Savan Kong, the deputy CIO for information enterprise, said he wants Fulcrum to be a resource that military and civilian components continuously turn to as they plan, build, and deliver user-friendly and adaptable capabilities to warfighters.
“In the department, we write a lot of documents. What I would like specifically for Fulcrum is to have it be a good partner and a good tool for all of our partners across the department so that they can keep on referencing it continuously over and over again, and that they can lean on when they’re actually having conversations about the decisions they need to make and the things they need to do in the coming future. So if I had to choose anything, I would love for Fulcrum to be that partner,” Kong said during the roundtable.
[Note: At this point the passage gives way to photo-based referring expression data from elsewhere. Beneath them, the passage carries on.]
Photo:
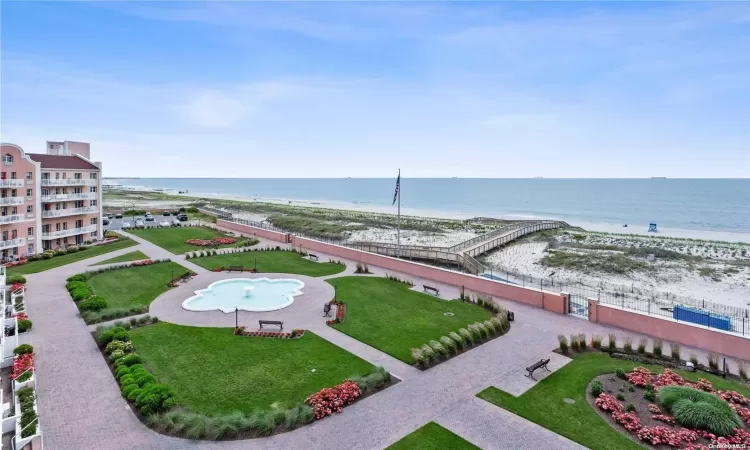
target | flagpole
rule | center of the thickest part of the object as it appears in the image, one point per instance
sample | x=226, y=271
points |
x=398, y=219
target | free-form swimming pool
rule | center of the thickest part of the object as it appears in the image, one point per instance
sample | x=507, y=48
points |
x=259, y=294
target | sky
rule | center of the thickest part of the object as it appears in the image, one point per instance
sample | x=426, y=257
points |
x=358, y=89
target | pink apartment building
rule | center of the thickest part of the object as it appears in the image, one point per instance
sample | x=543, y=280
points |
x=48, y=200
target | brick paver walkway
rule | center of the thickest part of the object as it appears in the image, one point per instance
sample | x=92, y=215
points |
x=81, y=407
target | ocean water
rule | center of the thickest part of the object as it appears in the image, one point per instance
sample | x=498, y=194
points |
x=690, y=204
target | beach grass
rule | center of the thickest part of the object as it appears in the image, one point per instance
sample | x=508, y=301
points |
x=270, y=261
x=544, y=405
x=62, y=260
x=433, y=437
x=389, y=316
x=132, y=256
x=212, y=371
x=173, y=238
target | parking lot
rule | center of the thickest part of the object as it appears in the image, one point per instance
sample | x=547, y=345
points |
x=117, y=224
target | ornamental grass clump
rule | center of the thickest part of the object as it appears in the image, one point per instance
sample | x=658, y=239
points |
x=699, y=410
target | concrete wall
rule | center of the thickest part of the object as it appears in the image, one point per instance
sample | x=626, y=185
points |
x=672, y=331
x=246, y=230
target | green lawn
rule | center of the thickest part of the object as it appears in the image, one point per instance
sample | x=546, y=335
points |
x=173, y=238
x=271, y=261
x=134, y=286
x=433, y=437
x=214, y=372
x=57, y=261
x=132, y=256
x=389, y=316
x=579, y=422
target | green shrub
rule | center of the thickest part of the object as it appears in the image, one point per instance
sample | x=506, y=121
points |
x=23, y=349
x=699, y=410
x=95, y=303
x=15, y=278
x=596, y=388
x=113, y=334
x=24, y=325
x=132, y=359
x=155, y=398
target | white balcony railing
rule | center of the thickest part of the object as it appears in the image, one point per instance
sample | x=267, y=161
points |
x=69, y=182
x=11, y=201
x=69, y=232
x=11, y=243
x=12, y=218
x=69, y=212
x=66, y=197
x=11, y=183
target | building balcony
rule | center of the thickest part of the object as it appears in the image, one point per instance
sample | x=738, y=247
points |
x=11, y=183
x=69, y=232
x=67, y=197
x=69, y=182
x=11, y=243
x=11, y=201
x=69, y=212
x=12, y=218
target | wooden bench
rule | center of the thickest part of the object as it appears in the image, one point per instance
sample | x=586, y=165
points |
x=277, y=323
x=542, y=363
x=430, y=288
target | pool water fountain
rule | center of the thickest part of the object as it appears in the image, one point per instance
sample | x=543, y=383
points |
x=245, y=294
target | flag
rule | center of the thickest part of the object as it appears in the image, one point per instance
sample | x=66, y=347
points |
x=398, y=185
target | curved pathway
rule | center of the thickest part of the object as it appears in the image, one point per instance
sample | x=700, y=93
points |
x=81, y=407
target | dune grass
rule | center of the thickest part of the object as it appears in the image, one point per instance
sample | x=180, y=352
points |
x=215, y=372
x=544, y=405
x=132, y=256
x=271, y=261
x=387, y=315
x=433, y=437
x=62, y=260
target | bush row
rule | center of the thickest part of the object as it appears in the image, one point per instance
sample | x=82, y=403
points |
x=454, y=343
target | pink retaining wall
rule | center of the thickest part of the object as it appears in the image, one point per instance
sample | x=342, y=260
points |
x=546, y=300
x=693, y=336
x=247, y=230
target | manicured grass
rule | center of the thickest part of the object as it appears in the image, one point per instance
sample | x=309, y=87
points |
x=579, y=422
x=392, y=318
x=57, y=261
x=214, y=372
x=134, y=286
x=433, y=437
x=271, y=261
x=132, y=256
x=173, y=238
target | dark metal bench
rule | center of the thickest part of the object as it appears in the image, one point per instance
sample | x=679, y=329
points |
x=277, y=323
x=542, y=363
x=430, y=288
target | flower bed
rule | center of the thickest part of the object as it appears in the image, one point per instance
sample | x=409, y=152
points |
x=649, y=420
x=295, y=334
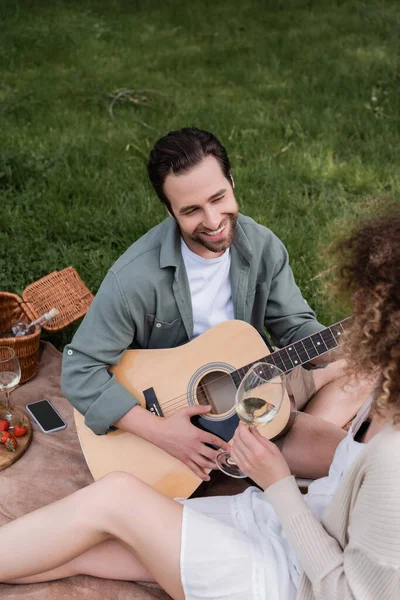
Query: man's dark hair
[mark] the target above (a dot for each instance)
(181, 150)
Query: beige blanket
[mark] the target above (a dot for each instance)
(52, 467)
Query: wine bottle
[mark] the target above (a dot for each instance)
(21, 329)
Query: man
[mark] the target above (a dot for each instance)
(202, 265)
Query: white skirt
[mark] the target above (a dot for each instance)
(233, 548)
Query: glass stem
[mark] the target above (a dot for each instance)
(8, 406)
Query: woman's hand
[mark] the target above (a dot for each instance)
(257, 457)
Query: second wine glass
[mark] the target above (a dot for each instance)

The strategy, signed by Deputy Secretary of Defense Kathleen Hicks, was unveiled by Beavers at the AFCEA TechNet Cyber conference on Tuesday.
The CIO office formed a writing team of 40 authors from across the department, including the Chief Digital and Artificial Intelligence Office, the Joint Staff and all the military services to put together the document.
“I think one of the more important pieces of this whole exercise of producing Fulcrum is making sure that we had representatives in the room that actually represent the warfighter to the greatest possible extent,” said Kong.
“Unlike some of the other documents that are more functional-based, ours has a very different approach. We tried to get as close to the users as possible. And we tried to really engage with them to the foundation of what they were seeing from a day-to-day basis and bring that back into the fold of what you see now.”
The document is organized around four lines of effort, including:
“If I had to sum up what Fulcrum is like, it describes the What with regards to IT advancement and the Why it matters,” said Kong.
Each line of effort lays out the vision, strategic objectives and metrics to track progress.
The CIO office plans to release an implementation plan that will come out later this summer. Beaver said her team is also putting together a document that will lay out specific objectives and key results for the components to use.
“If you’re sitting in a program or a service and you’re like, ‘My cloud is doing well, but I want to up my game in my workforce area — what specific things should I do?’ We give you something to start with so you’re not starting with a blank piece of paper. Those are two very important documents that are going to come out this summer,” said Beavers.